New Batting Practice Caps
During spring training, and during batting practice throughout the season, the Blue Jays will be wearing a new cap--one that I did not particularly like. The red maple leaf front was designed by Major League Baseball, but the Blue Jays had wanted their branding on the cap. The compromise was to tack on the Blue Jays cap crest on the back of the cap, just above the MLB logo. Beeston confirmed that the Blue Jays' new batting practice cap will be the only one in baseball to have the team's regular crest on the back.

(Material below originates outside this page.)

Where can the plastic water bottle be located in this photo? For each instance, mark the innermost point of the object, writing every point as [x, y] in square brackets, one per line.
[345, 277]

The worst kept secret regarding the Blue Jays from the past four years was that they did not like having their AAA affiliate in Las Vegas. Paul Beeston admitted it, listing problems such as distance, time zones, Pacific Coast League travel, tremendous offensive environment leading to unreliable statistics, climate, ballpark, and temptations to sin. The Blue Jays reluctantly signed a two-year player development contract (PDC) with the Las Vegas 51s for the 2009 season after exhausting all other options (Buffalo and New Orleans). Beeston said that the team, then under the stewardship of Paul Godfrey, were negotiating with the Buffalo Bisons before U.S. Senator Chuck Schumer (D-NY) stepped in on behalf of the New York Mets. Beeston did not discuss this, but there were rumblings back then that the affiliation would have been unlikely in the first place, as Buffalo's resentment for Toronto was palpable at the time when it was believed that Toronto had wanted to take away the National Football League's Buffalo Bills.
Beeston was obviously unhappy the Syracuse Chiefs filed divorce papers after a 31-season marriage with the Blue Jays. He largely blames J.P. Ricciardi's regime for basically ignoring their affiliates' needs. There were no plans to help the Chiefs win, and members of the front office rarely visited Syracuse. There was one major event where Beeston and Pat Gillick, neither of whom were working for the Blue Jays at that time, attended, but no one from the club's front office showed up.
When the initial two-year PDC with Las Vegas expired, the Blue Jays looked at all their options again, and Beeston said that their minds were set on affiliating with the Oklahoma City RedHawks. It would still be a team in the Pacific Coast League, but at least it would have represented a slow movement back east. Unfortunately, negotiations fell through and the club signed on for another two years with the 51s.
Even before the end of this past season, the Blue Jays front office started looking at re-affiliation options, focusing on Rochester, Syracuse, and Buffalo. When it was clear that only the Buffalo Bisons would become available, and that their relationship with the Mets had soured, it became a no-brainer for Beeston to focus his attention to securing the Bisons. Beeston took a page from Alex Anthopoulos' playbook and personally met with the Bisons' owner and general manager to convince them that affiliation with Toronto works out for both sides, and of course, he was successful in his efforts.
Unfortunately, Paul Beeston had another commitment so he had to leave after a very short, but very informative, hour-long conversation.